As homilists, especially in times of turmoil, we speak to people searching for meaning in the wake of their experiences. The meaning we have to offer is Jesus Christ and the purpose given by his Gospel. People may not acknowledge their search in this way, but every experience of suffering, of pain, of anguish, brings with it, in the words of Viktor Frankl, the human search for meaning. Indeed, for Frankl, drawing upon Frederich Nietzsche, the person who has a reason, a ‘why,’ to live, can bear almost any ‘how,’ any manner of living. Into the turmoil of Emmaus grief and hopelessness, explaining the Scriptures opens a reason to live, a reason to believe. The Homiletic Directory summarises this well. Our preaching should speak about the readings ‘…in such a way that their meaning is found in the death and resurrection of the Lord.’[31]

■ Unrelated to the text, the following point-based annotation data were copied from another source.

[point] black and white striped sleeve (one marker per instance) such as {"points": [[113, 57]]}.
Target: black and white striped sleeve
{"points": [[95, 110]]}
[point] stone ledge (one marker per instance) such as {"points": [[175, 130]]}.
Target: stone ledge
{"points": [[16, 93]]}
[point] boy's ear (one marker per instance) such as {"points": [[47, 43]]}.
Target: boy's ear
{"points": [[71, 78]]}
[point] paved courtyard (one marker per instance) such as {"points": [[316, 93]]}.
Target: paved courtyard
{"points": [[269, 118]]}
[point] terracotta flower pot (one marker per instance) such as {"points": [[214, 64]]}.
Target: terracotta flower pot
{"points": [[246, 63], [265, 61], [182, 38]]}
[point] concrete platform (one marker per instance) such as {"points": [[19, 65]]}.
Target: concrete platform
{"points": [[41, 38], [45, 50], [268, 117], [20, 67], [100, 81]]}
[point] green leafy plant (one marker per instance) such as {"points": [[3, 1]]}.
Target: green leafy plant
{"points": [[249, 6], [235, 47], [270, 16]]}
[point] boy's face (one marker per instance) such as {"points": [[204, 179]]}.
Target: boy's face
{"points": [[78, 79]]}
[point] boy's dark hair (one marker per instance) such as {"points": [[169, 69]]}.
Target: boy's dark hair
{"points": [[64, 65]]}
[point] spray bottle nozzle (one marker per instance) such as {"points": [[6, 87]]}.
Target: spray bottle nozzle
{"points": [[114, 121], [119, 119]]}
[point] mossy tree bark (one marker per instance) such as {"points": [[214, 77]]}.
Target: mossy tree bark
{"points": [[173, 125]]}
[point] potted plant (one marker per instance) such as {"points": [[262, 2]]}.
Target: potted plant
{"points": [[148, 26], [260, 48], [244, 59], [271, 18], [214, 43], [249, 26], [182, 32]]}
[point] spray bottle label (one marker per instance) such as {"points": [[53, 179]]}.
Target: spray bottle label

I remember preaching at a Good Friday service in HMP Leeds. I wanted to try and convey the cross as a rescue from sin and death. I said to the congregation, ‘I want to show you two images of rescue.’ The first was a large picture of a man being winched to safety from certain death by a coastguard helicopter, an image of rescue. The second was a painting of the crucified Lord, with people passing over the abyss across his arms, an image of rescue.

Proclaiming without shame the hope of the Paschal Mystery means talking about rescue from fear, anxiety, sin and death. In fact, rescue from everything that prevents us living as beloved children of the Father.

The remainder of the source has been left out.